= Biswajit Kundu =

Indian politician

Biswajit Kundu (born 1974) is an Indian politician from West Bengal. He is a former two time member of the West Bengal Legislative Assembly from Kalna Assembly constituency, which is reserved for Scheduled Caste community, in Purba Bardhaman district. He was elected in the 2016 West Bengal Legislative Assembly election representing the All India Trinamool Congress.

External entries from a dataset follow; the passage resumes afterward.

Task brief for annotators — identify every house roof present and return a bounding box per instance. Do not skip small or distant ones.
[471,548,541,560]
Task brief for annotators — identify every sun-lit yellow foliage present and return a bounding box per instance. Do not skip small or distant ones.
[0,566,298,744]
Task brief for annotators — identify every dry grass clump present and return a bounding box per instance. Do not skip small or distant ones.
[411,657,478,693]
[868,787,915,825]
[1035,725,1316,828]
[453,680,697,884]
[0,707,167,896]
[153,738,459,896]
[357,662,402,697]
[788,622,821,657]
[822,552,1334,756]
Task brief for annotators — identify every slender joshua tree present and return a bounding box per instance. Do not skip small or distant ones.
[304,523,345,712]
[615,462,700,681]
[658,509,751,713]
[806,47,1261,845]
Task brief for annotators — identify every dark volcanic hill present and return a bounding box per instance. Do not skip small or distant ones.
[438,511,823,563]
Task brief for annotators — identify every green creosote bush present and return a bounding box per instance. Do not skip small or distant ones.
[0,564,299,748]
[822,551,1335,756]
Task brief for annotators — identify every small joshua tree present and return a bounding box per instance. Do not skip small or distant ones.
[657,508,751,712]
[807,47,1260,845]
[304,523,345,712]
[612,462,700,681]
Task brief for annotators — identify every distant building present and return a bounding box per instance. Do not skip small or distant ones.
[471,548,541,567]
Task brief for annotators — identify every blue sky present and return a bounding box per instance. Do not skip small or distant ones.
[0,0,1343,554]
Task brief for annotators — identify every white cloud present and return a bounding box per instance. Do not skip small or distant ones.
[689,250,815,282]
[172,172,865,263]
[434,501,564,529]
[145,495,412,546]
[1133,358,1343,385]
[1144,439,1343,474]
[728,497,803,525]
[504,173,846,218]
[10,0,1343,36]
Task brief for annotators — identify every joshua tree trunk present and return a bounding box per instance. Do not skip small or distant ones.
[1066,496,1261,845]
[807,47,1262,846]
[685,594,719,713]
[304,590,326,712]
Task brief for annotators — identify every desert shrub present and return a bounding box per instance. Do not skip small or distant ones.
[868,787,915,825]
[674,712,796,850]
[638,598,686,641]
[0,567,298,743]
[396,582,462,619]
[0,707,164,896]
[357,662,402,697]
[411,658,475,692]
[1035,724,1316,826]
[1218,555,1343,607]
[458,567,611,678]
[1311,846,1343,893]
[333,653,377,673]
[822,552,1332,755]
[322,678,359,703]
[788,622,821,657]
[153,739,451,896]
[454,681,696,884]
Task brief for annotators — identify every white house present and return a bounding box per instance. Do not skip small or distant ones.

== Early life and education ==
Kundu is from Kalna, Purba Bardhaman district, West Bengal. He is the son of late Ramnarayan Kundu. He studied Class 10 and passed the Madhyamik Pariksha conducted by West Bengal Board of Secondary Education in 1992. He runs his own business while his wife is a school teacher.

== Career ==
Kundu was first elected as an MLA from Kalna Assembly constituency representing the All India Trinamool Congress in the 2011 West Bengal Legislative Assembly election. He polled 85,096 votes and defeated his nearest rival, Sukul Chandra Sikdar of the Communist Party of India (Marxist), by a margin of 12,637 votes. He retained the seat for the Trinamool Congress winning the 2016 West Bengal Legislative Assembly election. In 2016, he polled votes and once again defeated his closest opponent, Sikdar of the Communist Party, by a margin of 25,261 votes. He later shifted to the Bharatiya Janata Party and lost the 2021 West Bengal Legislative Assembly election to Deboprosad Bag (Poltu) of the Trinamool Congress by a margin of 7,478 votes.